With all these open source projects... It seems the only two things we are missing are batteries and battery management... I'm not capable of initiating a conversation about planning open source DIY batteries, but I do believe that a BMS is important.
I am no expert on this subject, and much of what I think I know may be wrong. Please don't hesitate to interject and/or correct.
The three types of BMS I know of are:
1) Passive and isolated, like a zener lamp. At a certain Voltage current is shunted to a resistor (a bulb in the example i read). Limits overcharging.
2) Passive but interactive. I can't remember the example of this very well, but it sat in between batteries and shunted current between the two batteries until they are equal in voltage. IIRC it was a passive device, not actively moving current.

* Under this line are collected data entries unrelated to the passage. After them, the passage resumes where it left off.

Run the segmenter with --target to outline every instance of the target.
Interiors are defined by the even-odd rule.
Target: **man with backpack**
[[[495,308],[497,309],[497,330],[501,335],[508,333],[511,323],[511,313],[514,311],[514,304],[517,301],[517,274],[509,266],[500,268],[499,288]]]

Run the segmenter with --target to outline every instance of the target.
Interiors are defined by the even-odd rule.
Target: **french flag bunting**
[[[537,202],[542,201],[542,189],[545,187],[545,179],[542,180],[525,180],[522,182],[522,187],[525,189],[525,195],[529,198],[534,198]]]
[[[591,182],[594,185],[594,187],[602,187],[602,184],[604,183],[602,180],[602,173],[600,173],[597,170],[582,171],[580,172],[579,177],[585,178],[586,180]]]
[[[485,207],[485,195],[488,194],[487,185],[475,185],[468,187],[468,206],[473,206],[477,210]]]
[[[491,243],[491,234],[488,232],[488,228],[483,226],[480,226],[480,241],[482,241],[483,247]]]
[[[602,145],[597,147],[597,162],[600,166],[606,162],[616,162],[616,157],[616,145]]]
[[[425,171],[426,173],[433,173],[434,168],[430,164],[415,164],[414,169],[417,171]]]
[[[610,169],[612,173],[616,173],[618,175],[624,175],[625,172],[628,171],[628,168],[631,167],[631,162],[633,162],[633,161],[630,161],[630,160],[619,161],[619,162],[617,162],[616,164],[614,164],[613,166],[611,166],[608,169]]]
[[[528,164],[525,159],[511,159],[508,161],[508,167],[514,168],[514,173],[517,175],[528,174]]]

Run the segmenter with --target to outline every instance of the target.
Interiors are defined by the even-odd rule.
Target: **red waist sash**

3) Active. like Lee Hart's (
BalancerLand - Intro) I see a couple ways of doing this.
a) have a microprocessor watch voltage (and temp) of each battery and move current from the highest to the lowest etc.
b) have a microprocessor watch voltage (and temp) of each battery as it charges and remove batteries from the string as they reach a defined voltage for that charging phase
i) this would require a very smart charger or that the BMS work hand in hand with the charger. (you do have to reduce voltage when you remove a battery right? you can't charge a 24volt pack with 120 volts?)
ii) technically this isn't BMS, but if you are charging a pack every night and every night it is equalized, it's darn close to BMS (until a battery goes bad).
What I want out of a BMS:
Effective
inexpensive
average joe can build it
I would love for it to actively display individual voltage readings to a backlit dashmounted lcd, but I wouldn't pay an extra $100 for it.